L’émergence du phénomène urbain comme problème majeur du siècle à venir et la libéralisation des échanges appellent nécesseraiement une prise en compte renforcée du consommateur par les stratégies de développement des SADA. En Afrique francophone oú le rôle de la société civile est toujours plus reconnu, cette évolution se déroule dans un cadre politique de démocratisation. Dans ce domaine l’émergence des associations de consommateurs constitue une innovation sociale importante.

La principale difficulté que pose la prise en compte du consommateur dans les analyses sur les SADA, est l’imprécision du concept qui renvoie à une diversité de réalités aussi bien objectives (catégories sociales, et économiques) que subjectives (perception, préférences alimentaires, prise de conscience de ses droits ou non, etc.).

Pour surmonter cette difficulté, un cadre analytique global est nécessaire. Ce cadre doit considérer d’une part les facteurs structurels tels que les caractéristiques socio-démographiques des ménages, les activités et sources de revenus, les lieux de résidence, etc. D’autres caractéristiques plus fonctionnelles, qui ont trait aux règles d’organisation interne des ménages (décisions d’achat concernant l’alimentation, savoir et savoir-faire culinaire, etc.) et d’organisation de la consommation (le choix des types d’aliments et les périodes de consommation), influencent les choix et les modalités d’accès aux aliments.

Au-delà des caractéristiques intrinsèques des consommateurs, ce sont les différents comportements d’achat adoptés qui influencent le plus directement les systèmes d’approvisionnement et de distribution. Et les décisions des consommateurs dépendent de son environnement, de ses revenus, de son cadre de vie. Ces déterminants économiques ne sont cependant pas isolés de l’héritage culturel des acteurs et d’un ensemble de valeurs.

Méthodologie

L’évaluation de la documentation disponible sur les politiques d’approvisionnement alimentaire des villes africaines montre que si la planification centralisée est abandonnée dans tous les pays francophones d’Afrique dans la définition des politiques agricoles, il reste que la nécessité d’axer la production sur les besoins des consommateurs est encore ignorée.

Ainsi très peu d’études ont été consacrées au consommateur et très peu d’attention est accordée aux consommateurs dans les documents de redéfinition des politiques. Les études sur les insuffisances du système d’approvisionnement alimentaire mettent l’accent sur les problèmes d’informations sur la demande (quantités, prix, qualités) et de formation des agents, mais rarement sur les relations entre les systèmes de distribution et le comportement du consommateur.
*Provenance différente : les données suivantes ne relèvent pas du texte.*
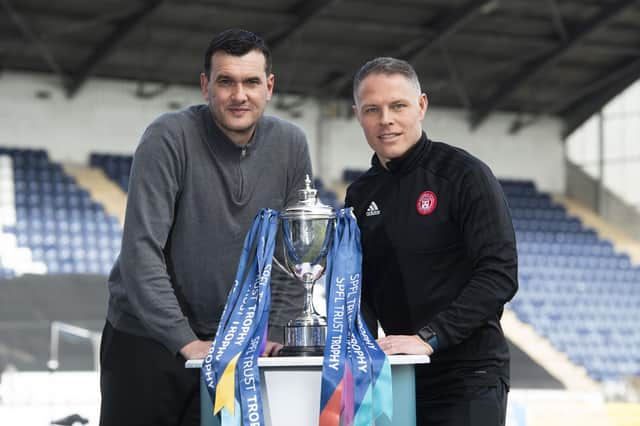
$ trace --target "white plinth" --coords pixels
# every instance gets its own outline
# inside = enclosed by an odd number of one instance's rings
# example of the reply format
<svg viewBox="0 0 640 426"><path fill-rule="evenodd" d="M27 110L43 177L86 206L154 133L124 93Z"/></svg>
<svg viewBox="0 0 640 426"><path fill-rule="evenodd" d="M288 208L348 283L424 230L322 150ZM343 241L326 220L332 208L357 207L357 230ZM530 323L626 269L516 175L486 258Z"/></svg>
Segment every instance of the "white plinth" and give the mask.
<svg viewBox="0 0 640 426"><path fill-rule="evenodd" d="M393 378L393 423L382 420L382 425L415 425L414 365L429 363L427 355L391 355ZM201 368L202 360L187 361L187 368ZM262 403L267 426L300 426L318 423L320 415L320 388L322 357L260 358ZM213 405L201 382L203 426L217 426Z"/></svg>

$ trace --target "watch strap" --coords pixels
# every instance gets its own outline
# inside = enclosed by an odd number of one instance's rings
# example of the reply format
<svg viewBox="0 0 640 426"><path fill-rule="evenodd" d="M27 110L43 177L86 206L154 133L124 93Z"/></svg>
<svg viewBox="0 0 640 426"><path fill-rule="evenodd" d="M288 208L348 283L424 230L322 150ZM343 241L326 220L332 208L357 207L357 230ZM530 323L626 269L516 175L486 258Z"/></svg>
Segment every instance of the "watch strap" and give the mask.
<svg viewBox="0 0 640 426"><path fill-rule="evenodd" d="M417 334L422 340L424 340L429 346L431 346L434 352L436 351L436 349L438 349L438 336L436 335L436 332L433 330L433 328L427 325L418 330Z"/></svg>

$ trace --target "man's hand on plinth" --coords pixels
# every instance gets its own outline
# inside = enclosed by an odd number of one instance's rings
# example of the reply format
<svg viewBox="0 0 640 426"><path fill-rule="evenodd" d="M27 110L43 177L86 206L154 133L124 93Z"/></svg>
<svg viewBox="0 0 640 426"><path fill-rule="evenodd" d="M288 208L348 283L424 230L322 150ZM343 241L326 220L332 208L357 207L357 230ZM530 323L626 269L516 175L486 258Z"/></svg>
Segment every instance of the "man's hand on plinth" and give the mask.
<svg viewBox="0 0 640 426"><path fill-rule="evenodd" d="M211 341L209 340L194 340L189 342L180 349L180 355L184 359L203 359L209 353L211 347Z"/></svg>
<svg viewBox="0 0 640 426"><path fill-rule="evenodd" d="M381 337L376 340L376 342L378 342L380 349L382 349L387 355L431 355L433 353L433 348L417 334L391 334Z"/></svg>
<svg viewBox="0 0 640 426"><path fill-rule="evenodd" d="M280 349L282 349L282 344L278 342L272 342L267 340L267 343L264 346L264 352L260 356L277 356L280 353Z"/></svg>

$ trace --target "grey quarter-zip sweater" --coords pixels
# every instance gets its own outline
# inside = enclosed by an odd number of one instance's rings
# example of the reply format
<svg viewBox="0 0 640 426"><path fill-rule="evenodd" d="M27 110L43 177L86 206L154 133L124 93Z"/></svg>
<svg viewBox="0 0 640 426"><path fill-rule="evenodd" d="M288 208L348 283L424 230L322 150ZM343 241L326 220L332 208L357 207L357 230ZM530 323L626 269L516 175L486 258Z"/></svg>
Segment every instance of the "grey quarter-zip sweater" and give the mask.
<svg viewBox="0 0 640 426"><path fill-rule="evenodd" d="M295 202L306 174L306 138L281 119L263 116L239 147L208 105L160 116L134 154L108 321L173 353L211 339L255 215ZM281 341L280 327L302 307L303 288L276 267L271 287L269 337Z"/></svg>

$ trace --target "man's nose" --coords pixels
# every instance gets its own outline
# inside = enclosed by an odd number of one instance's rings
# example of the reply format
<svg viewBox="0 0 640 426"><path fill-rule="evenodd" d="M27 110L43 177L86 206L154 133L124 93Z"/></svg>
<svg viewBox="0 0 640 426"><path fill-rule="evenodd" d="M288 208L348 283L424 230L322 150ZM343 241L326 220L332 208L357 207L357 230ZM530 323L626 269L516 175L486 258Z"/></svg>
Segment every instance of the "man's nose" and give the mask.
<svg viewBox="0 0 640 426"><path fill-rule="evenodd" d="M380 111L380 124L388 126L389 124L393 124L393 116L389 108L382 108Z"/></svg>
<svg viewBox="0 0 640 426"><path fill-rule="evenodd" d="M233 92L231 96L234 101L243 102L247 99L247 93L244 90L242 83L238 83L233 86Z"/></svg>

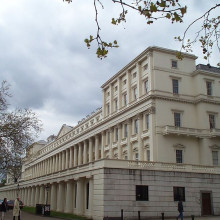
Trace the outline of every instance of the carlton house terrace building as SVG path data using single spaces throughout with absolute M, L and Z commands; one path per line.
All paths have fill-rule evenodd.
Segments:
M 220 215 L 220 69 L 196 58 L 147 48 L 102 85 L 101 108 L 27 148 L 0 197 L 94 220 L 175 217 L 179 200 L 184 216 Z

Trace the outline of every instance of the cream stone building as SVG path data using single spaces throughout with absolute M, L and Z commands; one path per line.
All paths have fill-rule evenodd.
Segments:
M 220 69 L 149 47 L 102 85 L 102 107 L 27 149 L 18 193 L 27 206 L 95 220 L 220 215 Z

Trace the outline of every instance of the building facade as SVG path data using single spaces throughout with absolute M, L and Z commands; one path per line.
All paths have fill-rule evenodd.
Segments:
M 0 196 L 97 220 L 176 216 L 179 200 L 220 215 L 220 69 L 195 60 L 147 48 L 102 85 L 101 108 L 27 149 Z

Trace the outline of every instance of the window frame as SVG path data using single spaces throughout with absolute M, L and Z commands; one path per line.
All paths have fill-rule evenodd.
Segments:
M 186 195 L 185 195 L 186 193 L 185 192 L 186 192 L 185 187 L 174 186 L 173 187 L 173 200 L 175 202 L 177 202 L 177 201 L 185 202 L 186 201 Z
M 213 82 L 211 81 L 206 81 L 206 95 L 213 95 Z
M 145 93 L 147 94 L 149 92 L 149 84 L 148 84 L 148 79 L 146 79 L 144 81 L 144 90 L 145 90 Z
M 136 201 L 149 201 L 149 187 L 147 185 L 136 185 Z
M 180 128 L 181 127 L 181 113 L 174 112 L 173 115 L 174 115 L 174 126 L 177 128 Z
M 176 149 L 176 163 L 182 164 L 183 163 L 183 150 Z
M 128 124 L 124 124 L 124 137 L 128 137 Z
M 209 129 L 210 129 L 210 130 L 215 129 L 215 126 L 216 126 L 215 117 L 216 117 L 216 115 L 214 115 L 214 114 L 209 114 Z
M 179 80 L 178 79 L 172 79 L 172 88 L 173 88 L 173 94 L 179 94 Z
M 214 153 L 216 155 L 214 155 Z M 216 157 L 216 158 L 214 158 L 214 157 Z M 218 152 L 218 150 L 213 150 L 212 151 L 212 165 L 213 166 L 218 166 L 219 165 L 219 152 Z
M 178 68 L 178 61 L 177 60 L 171 60 L 171 67 L 173 69 L 177 69 Z
M 138 134 L 138 119 L 134 120 L 134 134 Z

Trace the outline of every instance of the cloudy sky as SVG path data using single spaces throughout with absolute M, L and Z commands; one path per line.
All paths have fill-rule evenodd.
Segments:
M 88 50 L 84 43 L 96 33 L 92 0 L 73 0 L 71 4 L 62 0 L 0 0 L 0 81 L 11 85 L 10 108 L 31 108 L 37 113 L 44 125 L 40 139 L 57 134 L 63 124 L 76 125 L 101 107 L 101 85 L 147 47 L 178 50 L 174 36 L 218 3 L 190 1 L 181 25 L 159 21 L 147 26 L 144 18 L 130 12 L 127 23 L 115 27 L 111 18 L 119 8 L 110 0 L 103 2 L 101 34 L 106 41 L 117 39 L 120 47 L 99 60 L 96 45 Z M 219 14 L 219 9 L 215 13 Z M 199 46 L 194 54 L 199 57 L 197 63 L 205 63 Z M 211 65 L 218 60 L 215 49 Z

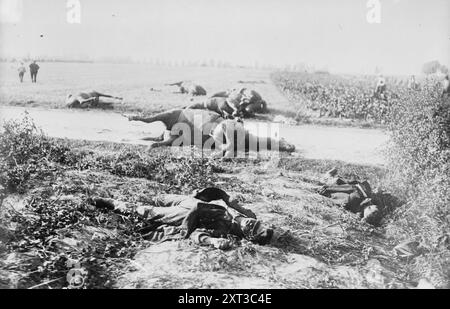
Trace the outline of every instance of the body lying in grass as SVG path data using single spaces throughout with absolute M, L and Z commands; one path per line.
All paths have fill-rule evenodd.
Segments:
M 212 201 L 221 201 L 211 203 Z M 230 236 L 254 243 L 268 244 L 273 230 L 265 228 L 256 215 L 238 205 L 223 190 L 206 188 L 192 196 L 165 194 L 151 205 L 133 205 L 121 201 L 94 198 L 92 204 L 120 213 L 137 213 L 149 224 L 144 238 L 155 242 L 191 239 L 200 245 L 228 249 Z
M 89 92 L 80 92 L 77 95 L 68 94 L 66 97 L 66 106 L 69 108 L 98 107 L 101 97 L 123 100 L 121 97 L 116 97 L 93 90 Z
M 204 149 L 219 149 L 225 157 L 233 157 L 237 152 L 249 150 L 295 151 L 295 146 L 284 139 L 258 137 L 251 134 L 238 120 L 227 120 L 219 114 L 196 109 L 173 109 L 150 117 L 129 116 L 130 121 L 152 123 L 161 121 L 170 131 L 164 139 L 164 133 L 150 147 L 161 146 L 199 146 Z
M 333 202 L 358 214 L 369 224 L 378 224 L 380 211 L 372 201 L 372 189 L 367 181 L 348 181 L 337 175 L 333 168 L 326 174 L 326 185 L 319 189 L 319 194 L 329 197 Z

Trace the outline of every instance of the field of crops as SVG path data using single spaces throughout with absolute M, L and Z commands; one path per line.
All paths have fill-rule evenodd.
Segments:
M 384 124 L 392 104 L 409 92 L 405 78 L 386 78 L 383 99 L 374 95 L 376 77 L 277 72 L 274 83 L 292 102 L 319 117 L 360 119 Z M 411 90 L 413 91 L 413 90 Z

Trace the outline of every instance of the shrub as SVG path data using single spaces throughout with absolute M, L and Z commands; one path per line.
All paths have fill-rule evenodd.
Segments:
M 448 69 L 445 65 L 442 65 L 437 60 L 429 61 L 423 64 L 422 66 L 422 73 L 424 74 L 434 74 L 438 71 L 441 71 L 442 73 L 447 73 Z
M 421 181 L 444 175 L 450 159 L 450 111 L 434 86 L 404 96 L 390 113 L 390 165 L 405 197 L 419 194 Z M 447 174 L 448 175 L 448 174 Z
M 445 287 L 450 278 L 450 102 L 432 82 L 398 99 L 390 113 L 390 179 L 407 203 L 394 212 L 388 234 L 416 238 L 424 255 L 411 261 L 417 277 Z
M 65 161 L 69 148 L 45 136 L 26 114 L 8 121 L 0 135 L 0 186 L 23 192 L 33 174 L 48 170 L 49 162 Z

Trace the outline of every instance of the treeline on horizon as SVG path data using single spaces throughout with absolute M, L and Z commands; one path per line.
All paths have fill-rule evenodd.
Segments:
M 286 65 L 274 65 L 274 64 L 260 64 L 255 62 L 254 64 L 236 64 L 223 60 L 166 60 L 166 59 L 132 59 L 130 57 L 100 57 L 100 58 L 89 58 L 86 56 L 79 57 L 49 57 L 49 56 L 25 56 L 25 57 L 12 57 L 12 56 L 0 56 L 0 62 L 61 62 L 61 63 L 116 63 L 116 64 L 151 64 L 155 66 L 166 66 L 166 67 L 215 67 L 215 68 L 246 68 L 246 69 L 259 69 L 259 70 L 281 70 L 288 72 L 303 72 L 303 73 L 314 73 L 314 74 L 331 74 L 330 70 L 327 68 L 317 68 L 310 64 L 305 64 L 303 62 L 297 64 L 286 64 Z M 425 62 L 422 65 L 421 72 L 424 75 L 433 75 L 436 73 L 448 74 L 449 69 L 447 66 L 441 64 L 437 60 Z M 334 74 L 334 73 L 333 73 Z M 373 73 L 359 73 L 362 75 L 379 75 L 380 70 L 378 66 L 375 67 Z M 357 75 L 359 75 L 357 74 Z M 345 74 L 346 75 L 346 74 Z M 350 74 L 354 75 L 354 74 Z M 387 75 L 405 75 L 405 74 L 387 74 Z M 408 75 L 408 74 L 406 74 Z
M 216 68 L 252 68 L 252 69 L 268 69 L 268 70 L 287 70 L 300 72 L 319 72 L 328 73 L 327 70 L 316 70 L 311 65 L 290 64 L 290 65 L 273 65 L 273 64 L 236 64 L 223 60 L 209 59 L 209 60 L 166 60 L 166 59 L 132 59 L 129 57 L 101 57 L 101 58 L 87 58 L 87 57 L 47 57 L 47 56 L 25 56 L 25 57 L 1 57 L 0 62 L 69 62 L 69 63 L 143 63 L 158 66 L 169 67 L 216 67 Z

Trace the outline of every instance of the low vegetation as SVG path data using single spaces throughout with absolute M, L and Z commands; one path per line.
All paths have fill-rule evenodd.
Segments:
M 388 224 L 388 235 L 420 243 L 410 261 L 416 276 L 435 286 L 450 282 L 450 100 L 434 84 L 393 107 L 389 129 L 391 187 L 407 202 Z

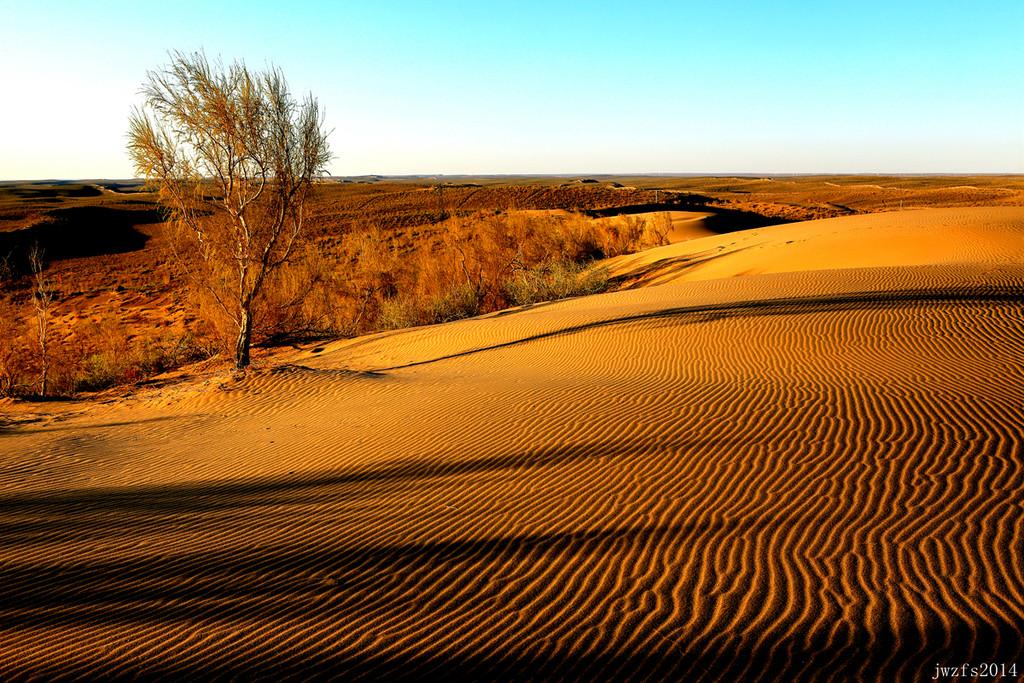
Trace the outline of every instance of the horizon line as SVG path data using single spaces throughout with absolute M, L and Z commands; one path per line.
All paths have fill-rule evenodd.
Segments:
M 828 176 L 881 176 L 881 177 L 926 177 L 926 176 L 1024 176 L 1021 171 L 723 171 L 723 172 L 690 172 L 690 171 L 638 171 L 638 172 L 576 172 L 576 173 L 354 173 L 329 174 L 323 178 L 345 180 L 354 178 L 381 179 L 430 179 L 430 178 L 798 178 Z M 0 183 L 42 183 L 42 182 L 145 182 L 140 177 L 41 177 L 41 178 L 10 178 Z

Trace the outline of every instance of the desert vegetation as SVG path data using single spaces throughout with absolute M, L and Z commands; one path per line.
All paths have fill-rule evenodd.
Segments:
M 258 346 L 617 287 L 601 260 L 671 239 L 669 211 L 705 213 L 709 229 L 729 232 L 901 206 L 1013 204 L 1024 185 L 1012 177 L 361 178 L 325 180 L 317 190 L 305 208 L 305 241 L 253 298 Z M 183 242 L 175 240 L 188 233 L 167 218 L 159 194 L 139 182 L 0 184 L 0 393 L 43 393 L 39 275 L 52 298 L 49 396 L 134 384 L 197 360 L 237 360 L 238 318 L 189 277 L 203 263 L 176 257 Z
M 307 209 L 312 223 L 307 239 L 287 249 L 280 245 L 285 258 L 271 262 L 275 267 L 268 268 L 259 291 L 248 290 L 249 334 L 257 344 L 447 322 L 603 291 L 610 283 L 601 259 L 665 244 L 670 229 L 659 214 L 595 219 L 575 206 L 571 208 L 577 210 L 427 213 L 423 215 L 432 222 L 424 224 L 407 224 L 408 219 L 396 220 L 393 213 L 381 217 L 367 210 L 339 225 L 338 217 L 329 213 L 337 195 L 326 194 Z M 495 203 L 503 206 L 500 200 L 516 190 L 494 194 L 499 200 Z M 120 196 L 112 205 L 96 209 L 118 207 L 108 210 L 116 224 L 119 212 L 135 211 L 140 201 L 158 200 L 148 191 L 126 195 L 133 202 L 128 204 L 131 209 L 120 208 L 126 205 Z M 541 193 L 538 203 L 552 195 L 557 197 Z M 31 206 L 31 200 L 24 203 Z M 6 395 L 42 394 L 38 380 L 43 357 L 36 348 L 38 288 L 33 284 L 42 273 L 50 282 L 47 291 L 52 299 L 45 316 L 50 329 L 45 354 L 50 395 L 135 383 L 210 357 L 237 363 L 240 319 L 227 305 L 231 292 L 225 274 L 237 277 L 238 271 L 231 274 L 221 261 L 218 275 L 214 260 L 197 259 L 196 233 L 180 220 L 172 217 L 166 223 L 139 226 L 152 233 L 150 241 L 157 245 L 138 254 L 145 258 L 144 267 L 128 273 L 107 271 L 101 257 L 65 258 L 34 271 L 17 265 L 20 245 L 11 240 L 11 265 L 5 270 L 0 297 L 6 313 L 0 328 L 5 342 L 0 390 Z M 40 223 L 54 224 L 47 218 Z M 234 234 L 219 233 L 217 253 L 226 253 Z M 191 251 L 184 246 L 189 244 Z M 125 306 L 126 299 L 134 306 Z M 85 300 L 100 303 L 85 307 Z
M 256 301 L 301 244 L 306 200 L 331 159 L 323 115 L 312 96 L 295 100 L 280 70 L 202 53 L 175 53 L 143 91 L 128 149 L 170 210 L 179 264 L 233 323 L 244 369 Z
M 593 294 L 608 287 L 600 259 L 667 243 L 655 218 L 598 223 L 571 213 L 453 218 L 415 244 L 371 228 L 346 244 L 353 277 L 336 324 L 365 333 Z
M 326 179 L 306 205 L 306 239 L 253 299 L 252 340 L 355 336 L 617 287 L 601 260 L 673 239 L 670 211 L 729 232 L 1024 195 L 1013 177 L 600 181 Z M 189 277 L 203 263 L 176 257 L 188 232 L 161 206 L 141 182 L 0 184 L 0 393 L 42 393 L 36 245 L 52 296 L 47 395 L 236 360 L 238 318 Z

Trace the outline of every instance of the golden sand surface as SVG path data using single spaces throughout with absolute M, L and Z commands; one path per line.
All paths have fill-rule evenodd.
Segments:
M 1024 208 L 690 237 L 0 428 L 0 679 L 1024 665 Z

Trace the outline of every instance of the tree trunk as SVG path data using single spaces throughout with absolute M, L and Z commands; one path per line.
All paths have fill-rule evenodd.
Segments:
M 40 309 L 39 314 L 39 395 L 46 398 L 46 376 L 50 372 L 50 356 L 47 351 L 46 310 Z
M 235 367 L 244 370 L 249 367 L 249 346 L 252 344 L 252 313 L 242 309 L 238 325 L 238 341 L 235 342 Z

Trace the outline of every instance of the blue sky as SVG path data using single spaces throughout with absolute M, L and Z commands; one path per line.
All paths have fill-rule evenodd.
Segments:
M 128 177 L 203 48 L 325 107 L 335 174 L 1024 172 L 1024 2 L 0 0 L 0 179 Z

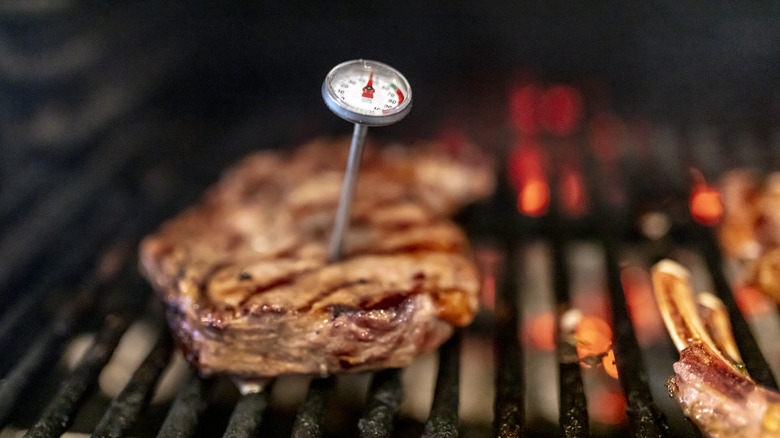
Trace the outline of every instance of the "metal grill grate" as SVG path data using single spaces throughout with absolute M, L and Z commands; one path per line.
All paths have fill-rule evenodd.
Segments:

Ce document est une tentative de synthèse des connaissances disponibles sur le comportement du consommateur urbain africain dans les villes francophones en vue de dégager un cadre d’analyse qui permette de mieux situer le consommateur dans les programmes d’amélioration des SADA. L’étude se base donc essentiellement sur la documentation disponible. Des enquêtes légères auprès de personnes ressources (universitaires, responsables d’associations de consommateurs à Dakar) ont permis de compléter les informations.

La revue de la documentation disponible montre que les études orientées sur les consommateurs viennent à peine d’être entamées par des universitaires des facultés de gestion des universités africaines, mais elles sont essentiellement des études de marketing et portent pour la plupart sur les produits manufacturés1.

Des études réalisés dans le cadre de programmes de recherche d’organismes extérieurs (FAO, CIRAD, Université catholique de Louvain, etc.) fournissent quelques informations utiles sur les consommateurs mais restent axés en priorité sur les réseaux de distribution et d’approvisionnement (CHEYNS, 1996; THUILLIER et BRICAS, 1996; BRICAS, 1996). La littérature grise des associations de consommateurs est également très pauvre en études qui renseignent sur les consommateurs (BIKORIMANA, 1997).

Dans les journaux des associations de consommateurs des données sont collectées sur le comportement d’achat des consommateurs, mais les objectifs (illustrer une revendication, disposer d’outils pédagogiques de formation) limitent la portée de telles enquêtes. Des problèmes d’appréciation de la méthologie utilisée se posent également.